The old Himachal Roadways bus gasps up the final stretch of winding switchbacks, all tin rattle and engine complaint, and comes to a wheezing stop at the Shimla bus stand. Netra Roy peels herself from the cracked vinyl seat and stands in the aisle, backpack in one hand, phone clutched white-knuckled in the other. Through the warped glass, the ridge town is braced against a late-March wind, which sweeps downhill and flings itself against her as soon as she steps off.

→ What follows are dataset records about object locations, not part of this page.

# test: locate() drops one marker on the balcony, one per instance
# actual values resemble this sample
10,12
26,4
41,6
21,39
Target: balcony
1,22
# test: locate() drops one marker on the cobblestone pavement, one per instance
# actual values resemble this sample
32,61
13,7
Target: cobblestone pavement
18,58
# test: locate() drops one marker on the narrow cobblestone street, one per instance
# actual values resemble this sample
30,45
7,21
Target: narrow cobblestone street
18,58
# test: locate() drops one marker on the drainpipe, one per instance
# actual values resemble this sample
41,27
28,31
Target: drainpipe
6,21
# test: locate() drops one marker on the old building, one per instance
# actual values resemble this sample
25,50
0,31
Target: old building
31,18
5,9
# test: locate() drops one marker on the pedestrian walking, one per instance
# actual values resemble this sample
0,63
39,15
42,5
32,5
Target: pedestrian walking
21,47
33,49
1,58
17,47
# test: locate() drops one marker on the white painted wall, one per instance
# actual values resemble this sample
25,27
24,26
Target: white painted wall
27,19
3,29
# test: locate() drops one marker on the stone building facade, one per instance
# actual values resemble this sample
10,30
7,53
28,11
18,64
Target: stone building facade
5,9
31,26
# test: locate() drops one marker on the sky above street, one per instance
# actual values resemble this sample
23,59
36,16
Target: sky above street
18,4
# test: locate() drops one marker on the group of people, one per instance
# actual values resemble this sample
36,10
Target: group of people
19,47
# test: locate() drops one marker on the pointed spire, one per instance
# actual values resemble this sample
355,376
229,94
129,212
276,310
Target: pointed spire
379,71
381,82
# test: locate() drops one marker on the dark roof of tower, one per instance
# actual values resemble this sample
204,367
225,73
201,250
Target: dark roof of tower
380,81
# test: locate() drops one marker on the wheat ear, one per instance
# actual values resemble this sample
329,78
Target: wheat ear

The air is much colder than she remembers, thin and edged with the menthol sting of pine. She closes her eyes and counts backward from five: Five, her right heel sinks into a slush puddle; four, the cold goes through her woolen leggings and chews at her knees; three, her heart is already skittering, outpacing the rhythm she's set for it; two, her ears fill with the thrum of memories; one, the school bell echoes somewhere behind her ribs.
She stands like a pillar, letting the taxis and rickshaws orbit around her. Drivers nudge each other, shuffle over, try to read her face. She won't need a ride. The walk is less than a kilometer, mostly uphill, and she has already mapped the route three times. If she speaks, she will lose the momentum she's built up since Chandigarh, so she keeps her mouth locked and her steps staccato sharp on the old colonial stones.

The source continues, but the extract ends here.